Kementerian Luar Negeri RI mendesak Pemerintah Malaysia untuk memberi hukuman tegas kepada majikan atau pemberi kerja bagi para migran ilegal.
Lastri dan Nur Kholifah merupakan warga Desa Bogorego, Kabupaten Rembang, Jawa Tengah. Mereka bekerja di Malaysia sejak tahun 2019. Keduanya bekerja selama 24 jam sehari dan tidak pernah menerima gaji.
Direktur perlindungan WNI dan Badan Hukum Indonesia (BHI), Judha Nugraha menjelaskan jika kedua warga yang merupakan ibu dan anak adalah korban perdagangan orang di Malaysia.

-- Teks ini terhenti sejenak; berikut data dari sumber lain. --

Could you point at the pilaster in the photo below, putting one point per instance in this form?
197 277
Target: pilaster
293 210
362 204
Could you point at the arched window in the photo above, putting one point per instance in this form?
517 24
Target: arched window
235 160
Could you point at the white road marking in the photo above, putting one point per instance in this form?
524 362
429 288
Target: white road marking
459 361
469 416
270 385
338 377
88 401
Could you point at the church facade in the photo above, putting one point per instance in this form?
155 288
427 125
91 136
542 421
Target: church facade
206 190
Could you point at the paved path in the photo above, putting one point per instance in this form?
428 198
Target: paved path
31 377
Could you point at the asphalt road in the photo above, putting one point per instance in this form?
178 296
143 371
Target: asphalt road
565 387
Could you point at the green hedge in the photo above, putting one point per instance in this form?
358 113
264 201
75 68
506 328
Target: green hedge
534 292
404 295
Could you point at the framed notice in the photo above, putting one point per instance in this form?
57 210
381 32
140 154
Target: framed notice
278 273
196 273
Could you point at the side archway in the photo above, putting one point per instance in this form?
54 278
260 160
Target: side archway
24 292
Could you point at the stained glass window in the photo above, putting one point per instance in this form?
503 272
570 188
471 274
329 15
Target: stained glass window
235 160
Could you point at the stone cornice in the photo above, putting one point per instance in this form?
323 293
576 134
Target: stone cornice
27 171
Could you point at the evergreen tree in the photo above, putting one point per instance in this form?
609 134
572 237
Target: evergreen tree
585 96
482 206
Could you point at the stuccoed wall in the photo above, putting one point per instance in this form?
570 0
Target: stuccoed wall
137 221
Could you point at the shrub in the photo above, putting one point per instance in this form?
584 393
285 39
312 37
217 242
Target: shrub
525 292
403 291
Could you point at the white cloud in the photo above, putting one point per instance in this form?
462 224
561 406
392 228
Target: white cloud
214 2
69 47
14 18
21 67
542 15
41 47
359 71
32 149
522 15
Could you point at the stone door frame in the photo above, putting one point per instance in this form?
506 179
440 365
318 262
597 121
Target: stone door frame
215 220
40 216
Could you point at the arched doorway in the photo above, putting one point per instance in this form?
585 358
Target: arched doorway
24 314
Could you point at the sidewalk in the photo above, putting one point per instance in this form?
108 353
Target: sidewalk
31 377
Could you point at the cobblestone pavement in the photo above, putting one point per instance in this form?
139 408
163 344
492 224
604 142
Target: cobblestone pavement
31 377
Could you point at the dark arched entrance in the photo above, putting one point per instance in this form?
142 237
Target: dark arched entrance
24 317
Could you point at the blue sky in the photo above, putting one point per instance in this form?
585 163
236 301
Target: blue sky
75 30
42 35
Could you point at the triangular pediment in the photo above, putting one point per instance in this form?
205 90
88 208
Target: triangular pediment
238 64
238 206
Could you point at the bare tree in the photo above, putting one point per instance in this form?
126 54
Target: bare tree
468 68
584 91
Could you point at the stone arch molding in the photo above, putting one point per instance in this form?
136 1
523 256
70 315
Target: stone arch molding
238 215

“Kita mendorong penegakan hukum tegas terhadap pelaku-pelaku yang memberangkatkan pekerja migran Indonesia dengan modus tindak perdagangan orang tersebut dan mendesak Malaysia untuk melakukan tindakan tegas ke majikan-majikan yang mempekerjakan pekerja migran Indonesia undocumented, bahkan melakukan pola kerja paksa ke pekerja migran dengan hukuman yang setimpal,” ujar Judha dalam press briefing yang diadakan secara daring, Kamis (3/2/2022).
Pemberi kerja tehadap imigran ilegal ini bisa dijerat hukum karena telah tertuang dalam UU Imigrasi Malaysia tahun 1959.

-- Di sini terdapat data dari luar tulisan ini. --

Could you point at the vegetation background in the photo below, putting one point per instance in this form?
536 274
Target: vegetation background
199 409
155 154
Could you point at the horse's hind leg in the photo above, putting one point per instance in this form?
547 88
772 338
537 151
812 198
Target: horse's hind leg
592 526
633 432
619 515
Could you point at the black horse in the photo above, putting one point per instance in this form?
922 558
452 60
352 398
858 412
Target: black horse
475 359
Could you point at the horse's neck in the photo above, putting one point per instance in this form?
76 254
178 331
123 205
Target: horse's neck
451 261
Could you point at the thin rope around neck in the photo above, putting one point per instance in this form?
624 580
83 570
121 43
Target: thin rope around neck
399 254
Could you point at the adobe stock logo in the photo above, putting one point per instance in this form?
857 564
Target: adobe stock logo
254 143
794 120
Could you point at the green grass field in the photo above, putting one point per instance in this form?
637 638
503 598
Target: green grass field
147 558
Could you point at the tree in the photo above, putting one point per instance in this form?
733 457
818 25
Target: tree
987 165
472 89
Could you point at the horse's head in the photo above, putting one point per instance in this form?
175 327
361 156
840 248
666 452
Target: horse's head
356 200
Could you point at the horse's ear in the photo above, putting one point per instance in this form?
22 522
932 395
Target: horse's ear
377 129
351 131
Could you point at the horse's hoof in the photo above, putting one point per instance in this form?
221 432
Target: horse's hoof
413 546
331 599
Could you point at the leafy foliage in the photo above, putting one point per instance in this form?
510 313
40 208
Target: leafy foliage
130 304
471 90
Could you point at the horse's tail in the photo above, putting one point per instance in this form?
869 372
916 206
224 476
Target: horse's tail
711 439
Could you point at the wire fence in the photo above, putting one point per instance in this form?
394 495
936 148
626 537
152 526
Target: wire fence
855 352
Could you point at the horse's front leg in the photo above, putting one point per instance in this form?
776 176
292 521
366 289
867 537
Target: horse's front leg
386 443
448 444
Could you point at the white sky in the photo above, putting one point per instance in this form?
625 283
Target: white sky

Judha mengungkapkan, kejadian yang menimpa Lastri dan Nur Kholifah ini merupakan fenomena gunung es akibat maraknya pemberangkatan pekerja migran secara ilegal.
Tindak perdagangan orang dengan motif pemberangkatan pekerja migran ini dilakukan dengan berbagai modus, seperti memberi janji penipuan dengan upah tinggi dengan pekerjaan yang tidak realistis di Malaysia. Ada juga jeratan utang dalam bentuk keluarga mendapatkan uang di awal.
“Berangkat ke Malaysia dengan sttaus pekerja migran undocumented, disertai pola pemberangkatan dengan modus tindak perdagangan ornag membuat mereka dalam posisi rentan dan tereksploitasi di Malaysia, ini yang dialami Ibu Lastri dan anaknya Nur Kholifah,” kata Judha.
Judha mengatakan, untuk saat ini Pemerintah Indonesia dan Malaysia masih membahas kota kesepahaman (MoU) mengenai penempatan dan perlindungan pekerja di sektor domestik.
MoU itu sendiri sebelumnya telah disepakati antara Indonesia dengan Malaysia pada tahun 2006 dan diperpanjang tahun 2011, dan telah habis berlakunya sejak 2016. Kini, Indonesia sedang melakukan negoisasi kepada Malaysia agar MoU bisa menjadi dasar penempatan dan perlindungan pekerja migran di negaranya.
Namun, hingga kini proses negosiasi masih belum ditemui titik terangnya.
“Masih ada beberapa pending issue yang belum disepakati Indonesia dan Malaysia. Antara lain kita meminta Malaysia dapat menghapus System Maid Online, sistem rekrut langsung yang mem-by pass UU Nomor 18 tahun 2017 kita. Sehingga, pekerja migran sektor domestik bisa berangkat ke Malaysia melalui prosedur yang benar,” ujar Judha.